Prospective memory: the one that regulates things to do in the future, for example not forgetting to drop off the child at the CPE this morning, when you are driving to work.

“In just about every one of these tragedies there is a break in routine,” says David Diamond. For example: the parent who forgets is not the one who usually drops the child off at daycare. »

Now, the conscious brain is structured for routine. In these tragedies of children fatally forgotten in a car, habitual memory crushes prospective memory.

Every week, the habitual memory overwrites our prospective memory. For example, when you forget to stop at the grocery store on your way back from work, even if you thought you had nothing for supper…

“But people say you can’t forget your child, teacher…

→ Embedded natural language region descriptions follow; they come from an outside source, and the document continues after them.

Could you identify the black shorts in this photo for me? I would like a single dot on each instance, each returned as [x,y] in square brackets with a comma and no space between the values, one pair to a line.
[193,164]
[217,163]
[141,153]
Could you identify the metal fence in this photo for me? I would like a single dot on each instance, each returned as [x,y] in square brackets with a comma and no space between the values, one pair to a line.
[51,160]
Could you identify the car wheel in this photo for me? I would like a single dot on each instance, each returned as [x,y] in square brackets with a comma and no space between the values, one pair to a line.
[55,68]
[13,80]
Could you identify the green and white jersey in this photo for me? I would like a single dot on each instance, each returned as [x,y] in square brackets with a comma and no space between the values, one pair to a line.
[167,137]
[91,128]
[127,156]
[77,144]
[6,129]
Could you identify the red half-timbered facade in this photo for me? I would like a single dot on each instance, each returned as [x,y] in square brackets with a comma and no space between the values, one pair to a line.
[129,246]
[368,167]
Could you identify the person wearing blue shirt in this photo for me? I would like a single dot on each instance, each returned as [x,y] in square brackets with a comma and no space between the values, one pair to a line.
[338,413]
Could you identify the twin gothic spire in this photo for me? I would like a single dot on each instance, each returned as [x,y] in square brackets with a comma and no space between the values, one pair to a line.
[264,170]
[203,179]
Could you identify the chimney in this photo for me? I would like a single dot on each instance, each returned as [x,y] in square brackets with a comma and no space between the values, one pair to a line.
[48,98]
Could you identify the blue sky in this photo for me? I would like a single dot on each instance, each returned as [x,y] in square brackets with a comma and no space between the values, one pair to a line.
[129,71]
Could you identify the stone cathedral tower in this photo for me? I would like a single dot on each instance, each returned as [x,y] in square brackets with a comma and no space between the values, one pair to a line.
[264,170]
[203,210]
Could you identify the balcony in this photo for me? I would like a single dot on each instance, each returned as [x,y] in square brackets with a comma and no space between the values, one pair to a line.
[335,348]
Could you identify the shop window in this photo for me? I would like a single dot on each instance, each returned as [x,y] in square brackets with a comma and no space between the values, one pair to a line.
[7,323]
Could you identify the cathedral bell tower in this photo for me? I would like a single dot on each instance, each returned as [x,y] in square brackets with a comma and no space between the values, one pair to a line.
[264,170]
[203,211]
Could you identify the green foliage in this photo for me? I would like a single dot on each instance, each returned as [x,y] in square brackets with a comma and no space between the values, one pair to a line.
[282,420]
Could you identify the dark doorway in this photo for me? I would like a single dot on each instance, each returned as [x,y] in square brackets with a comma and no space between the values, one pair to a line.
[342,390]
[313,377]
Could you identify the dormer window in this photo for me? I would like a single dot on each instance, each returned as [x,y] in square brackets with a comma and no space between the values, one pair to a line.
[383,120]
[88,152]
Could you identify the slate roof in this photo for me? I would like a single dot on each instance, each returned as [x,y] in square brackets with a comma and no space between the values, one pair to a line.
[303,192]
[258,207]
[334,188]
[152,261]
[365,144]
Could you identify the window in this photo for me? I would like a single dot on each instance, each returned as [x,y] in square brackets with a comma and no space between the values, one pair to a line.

“I know,” David Diamond replies. It is a mystery to many people. But if you accept that someone may forgetting your child in a car means that you could forget them too. It’s like accepting that you don’t love your child. People therefore frame the issue as follows: good parents who do not forget their children, versus bad ones who forget them in a car…”

One day, David Diamond testified in a trial, for a parent who had fatally forgotten his child in a car.

“The parent had always said that it was impossible to forget his child, that it would certainly never happen to him… And it happened to him. »

where M.me Perlot is absolutely right when she talks about the urgency of imposing technological solutions so that children are not forgotten in a car.

These technologies exist6.

The state has imposed seat belts, airbags, brake lights, impact resistance standards, winter tires, ABS brakes, child seats, windshield wipers…

Why don’t we impose the devices which would make it possible to give the alert when a child is forgotten in a car, courtesy of the shortcomings of habitual memory?